Fakten von

ÖAMTC fordert mehr Sicherheit auf Schutzwegen

Kinder und ältere Menschen besonders gefährdet

Mehr als 1.000 Fußgänger sind im Jahr 2015 auf Schutzwegen verunglückt. Insbesondere Kinder und Senioren sind gefährdet. Da sich durch die längere Dunkelheit im Herbst und Winter die Unfallhäufigkeit erhöht, forderte der ÖAMTC am Donnerstag die verstärkte Wartung von Schutzwegbeleuchtungen sowie eine bessere Ausstattung sensibler Querungsbereiche.

Schutzwege, etwa vor Schulen oder Einkaufszentren, sollen Fußgängern ein sicheres Queren der Fahrbahn ermöglichen. "Umso schlimmer ist es, wenn genau dort Unfälle passieren", erklärte ÖAMTC-Verkehrsexperte David Nose in einer Aussendung.
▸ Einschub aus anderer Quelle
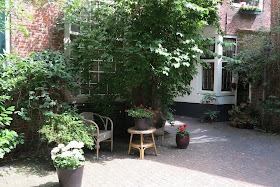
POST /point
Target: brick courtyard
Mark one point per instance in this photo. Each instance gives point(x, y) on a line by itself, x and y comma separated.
point(218, 155)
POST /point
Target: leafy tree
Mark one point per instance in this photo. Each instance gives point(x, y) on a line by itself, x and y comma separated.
point(148, 49)
point(9, 139)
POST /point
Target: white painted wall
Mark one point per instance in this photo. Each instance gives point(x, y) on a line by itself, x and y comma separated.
point(224, 97)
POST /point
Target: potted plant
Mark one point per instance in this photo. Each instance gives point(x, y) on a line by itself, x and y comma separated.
point(249, 9)
point(142, 115)
point(69, 163)
point(182, 137)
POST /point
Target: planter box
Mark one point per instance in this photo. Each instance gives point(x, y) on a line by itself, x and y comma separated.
point(251, 12)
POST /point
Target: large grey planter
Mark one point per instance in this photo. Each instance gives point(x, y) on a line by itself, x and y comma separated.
point(70, 178)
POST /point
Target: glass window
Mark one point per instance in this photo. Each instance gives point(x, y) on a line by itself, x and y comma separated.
point(211, 47)
point(247, 2)
point(229, 48)
point(2, 33)
point(208, 77)
point(226, 78)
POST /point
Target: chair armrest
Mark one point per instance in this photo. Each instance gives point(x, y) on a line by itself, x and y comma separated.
point(105, 120)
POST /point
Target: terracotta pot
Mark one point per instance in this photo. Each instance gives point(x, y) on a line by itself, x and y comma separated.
point(182, 141)
point(142, 124)
point(70, 178)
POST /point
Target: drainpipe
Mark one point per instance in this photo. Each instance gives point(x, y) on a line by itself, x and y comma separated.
point(226, 25)
point(266, 52)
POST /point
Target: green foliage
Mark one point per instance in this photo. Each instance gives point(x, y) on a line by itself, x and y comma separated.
point(208, 97)
point(63, 128)
point(250, 8)
point(181, 130)
point(69, 156)
point(210, 115)
point(38, 83)
point(147, 49)
point(254, 57)
point(5, 112)
point(9, 139)
point(141, 112)
point(272, 105)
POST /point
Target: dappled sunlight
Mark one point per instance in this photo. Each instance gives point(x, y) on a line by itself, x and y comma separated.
point(149, 173)
point(207, 139)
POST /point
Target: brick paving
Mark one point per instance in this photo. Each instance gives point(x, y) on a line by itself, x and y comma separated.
point(218, 155)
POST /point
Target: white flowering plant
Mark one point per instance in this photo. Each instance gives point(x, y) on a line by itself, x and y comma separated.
point(70, 156)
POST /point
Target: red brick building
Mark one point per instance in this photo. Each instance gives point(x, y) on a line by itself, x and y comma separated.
point(234, 23)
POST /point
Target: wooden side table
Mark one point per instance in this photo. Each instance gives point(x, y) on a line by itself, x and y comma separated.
point(141, 144)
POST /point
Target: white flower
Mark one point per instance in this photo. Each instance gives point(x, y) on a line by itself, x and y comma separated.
point(55, 150)
point(73, 144)
point(66, 154)
point(177, 65)
point(79, 155)
point(80, 145)
point(60, 146)
point(64, 149)
point(76, 151)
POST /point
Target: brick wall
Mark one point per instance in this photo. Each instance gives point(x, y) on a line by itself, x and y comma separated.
point(42, 33)
point(236, 21)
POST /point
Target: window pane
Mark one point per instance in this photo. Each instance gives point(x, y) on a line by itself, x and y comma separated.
point(229, 51)
point(248, 2)
point(94, 78)
point(226, 78)
point(208, 77)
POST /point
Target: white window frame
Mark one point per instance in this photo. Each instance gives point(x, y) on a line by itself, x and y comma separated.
point(209, 61)
point(68, 32)
point(225, 61)
point(238, 5)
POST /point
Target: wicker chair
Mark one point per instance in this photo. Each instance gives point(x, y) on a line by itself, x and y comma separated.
point(102, 133)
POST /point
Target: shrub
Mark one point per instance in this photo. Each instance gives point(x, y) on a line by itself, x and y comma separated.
point(66, 127)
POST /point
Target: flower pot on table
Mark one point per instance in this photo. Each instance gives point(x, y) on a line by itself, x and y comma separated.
point(70, 178)
point(142, 123)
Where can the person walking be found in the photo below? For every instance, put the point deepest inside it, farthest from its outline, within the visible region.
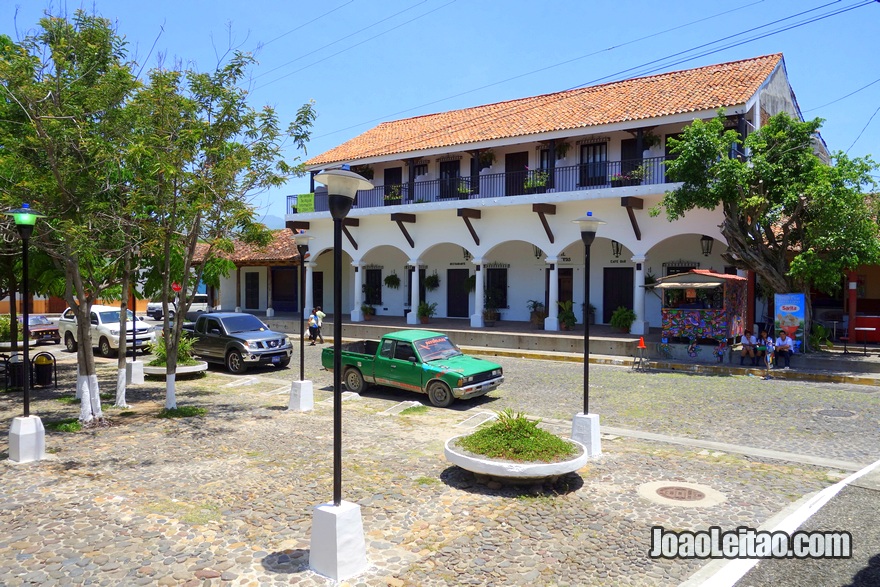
(321, 315)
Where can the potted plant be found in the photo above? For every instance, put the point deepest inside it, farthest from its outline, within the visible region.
(491, 302)
(392, 195)
(432, 281)
(536, 181)
(567, 319)
(425, 311)
(622, 318)
(392, 281)
(537, 313)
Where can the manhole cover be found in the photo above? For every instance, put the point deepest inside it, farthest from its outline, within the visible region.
(837, 413)
(680, 493)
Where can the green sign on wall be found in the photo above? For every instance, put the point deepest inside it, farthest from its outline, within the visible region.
(305, 203)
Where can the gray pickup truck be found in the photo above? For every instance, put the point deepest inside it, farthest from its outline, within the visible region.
(238, 340)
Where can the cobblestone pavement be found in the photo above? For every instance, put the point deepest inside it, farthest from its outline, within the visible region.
(226, 499)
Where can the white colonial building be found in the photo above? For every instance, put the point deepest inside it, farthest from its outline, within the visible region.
(485, 198)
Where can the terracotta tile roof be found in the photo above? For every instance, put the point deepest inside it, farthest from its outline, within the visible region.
(281, 250)
(703, 88)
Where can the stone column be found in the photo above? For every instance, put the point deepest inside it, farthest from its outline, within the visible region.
(413, 317)
(479, 298)
(356, 314)
(551, 322)
(640, 326)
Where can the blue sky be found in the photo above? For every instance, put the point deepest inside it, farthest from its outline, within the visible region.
(366, 61)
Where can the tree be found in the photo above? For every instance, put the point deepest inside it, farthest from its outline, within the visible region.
(64, 127)
(795, 221)
(201, 155)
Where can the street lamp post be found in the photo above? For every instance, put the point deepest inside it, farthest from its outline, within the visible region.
(585, 426)
(301, 392)
(338, 546)
(27, 438)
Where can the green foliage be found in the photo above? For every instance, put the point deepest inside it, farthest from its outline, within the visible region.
(566, 314)
(622, 318)
(184, 352)
(67, 425)
(426, 310)
(516, 438)
(797, 222)
(182, 412)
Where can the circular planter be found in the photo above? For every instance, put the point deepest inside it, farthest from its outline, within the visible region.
(161, 371)
(513, 470)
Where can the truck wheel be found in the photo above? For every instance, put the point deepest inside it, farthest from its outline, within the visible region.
(354, 381)
(235, 363)
(439, 394)
(104, 347)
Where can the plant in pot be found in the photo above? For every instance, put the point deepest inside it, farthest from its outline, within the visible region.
(432, 281)
(567, 319)
(425, 311)
(392, 281)
(622, 318)
(537, 313)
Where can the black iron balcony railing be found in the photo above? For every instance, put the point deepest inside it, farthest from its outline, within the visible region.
(586, 176)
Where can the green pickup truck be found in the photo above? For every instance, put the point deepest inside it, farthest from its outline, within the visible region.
(416, 360)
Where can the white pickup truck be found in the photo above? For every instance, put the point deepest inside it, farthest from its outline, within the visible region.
(104, 330)
(199, 306)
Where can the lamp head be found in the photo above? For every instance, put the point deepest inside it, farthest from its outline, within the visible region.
(342, 187)
(25, 219)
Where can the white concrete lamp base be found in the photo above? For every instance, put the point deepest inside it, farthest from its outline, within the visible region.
(27, 440)
(338, 549)
(302, 398)
(134, 373)
(585, 429)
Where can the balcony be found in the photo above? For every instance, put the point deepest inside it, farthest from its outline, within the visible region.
(586, 176)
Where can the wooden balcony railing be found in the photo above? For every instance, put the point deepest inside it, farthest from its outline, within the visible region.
(587, 176)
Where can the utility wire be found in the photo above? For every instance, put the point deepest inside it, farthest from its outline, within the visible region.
(494, 116)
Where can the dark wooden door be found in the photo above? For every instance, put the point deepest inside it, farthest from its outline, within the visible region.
(285, 288)
(450, 171)
(457, 293)
(617, 284)
(516, 168)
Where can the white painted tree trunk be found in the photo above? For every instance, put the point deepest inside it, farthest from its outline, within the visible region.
(170, 396)
(90, 404)
(120, 389)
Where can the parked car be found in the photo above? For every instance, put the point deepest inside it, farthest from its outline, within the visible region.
(237, 340)
(42, 329)
(198, 306)
(105, 330)
(416, 360)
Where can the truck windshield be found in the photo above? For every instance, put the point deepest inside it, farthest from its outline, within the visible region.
(243, 324)
(439, 347)
(113, 316)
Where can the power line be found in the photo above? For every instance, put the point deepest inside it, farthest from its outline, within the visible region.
(480, 117)
(844, 97)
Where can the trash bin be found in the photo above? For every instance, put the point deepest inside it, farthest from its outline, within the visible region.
(44, 367)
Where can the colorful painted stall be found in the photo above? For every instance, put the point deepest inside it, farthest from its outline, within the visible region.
(701, 304)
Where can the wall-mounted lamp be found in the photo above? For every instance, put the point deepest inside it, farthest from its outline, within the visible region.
(706, 243)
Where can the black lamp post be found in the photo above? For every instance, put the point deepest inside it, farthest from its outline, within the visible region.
(589, 224)
(25, 218)
(302, 245)
(342, 186)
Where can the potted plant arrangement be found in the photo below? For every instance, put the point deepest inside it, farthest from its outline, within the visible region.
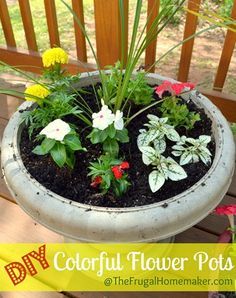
(228, 236)
(117, 155)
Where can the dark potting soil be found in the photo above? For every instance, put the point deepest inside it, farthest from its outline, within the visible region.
(75, 185)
Um die Gefahren zu reduzieren und geeignete Maßnahmen zur Verbesserung der Sicherheit zu setzen, sei die Analyse jedes einzelnen dieser Unfälle wichtig.

Bauliche Maßnahmen wie Mittelinseln sowie die Schaffung besserer Sicht- und Beleuchtungsverhältnisse können die Gefahren an Schutzwegen reduzieren. Für alle Verkehrsteilnehmer gelten außerdem Verhaltensregeln, die zu beachten sind. Autofahrer sollen in den dunklen Wintermonaten etwa noch aufmerksamer fahren und besonders auf Kinder und ältere Menschen achten. Denn während Kinder im Verkehr oft unberechenbar reagieren, brauchen Senioren mehr Zeit, um in Ruhe den Schutzweg zu überqueren.

Fußgänger sollten ihrerseits nie überraschend die Fahrbahn überqueren und, wenn möglich, Augenkontakt zum Autofahrer herstellen. Mit heller oder sogar reflektierender Kleidung wird man in der Dunkelheit besonders gut gesehen. Nicht zuletzt fördert es die Sicherheit, sich beim Queren von Straßen nicht von seinem Mobiltelefon ablenken zu lassen, riet der ÖAMTC.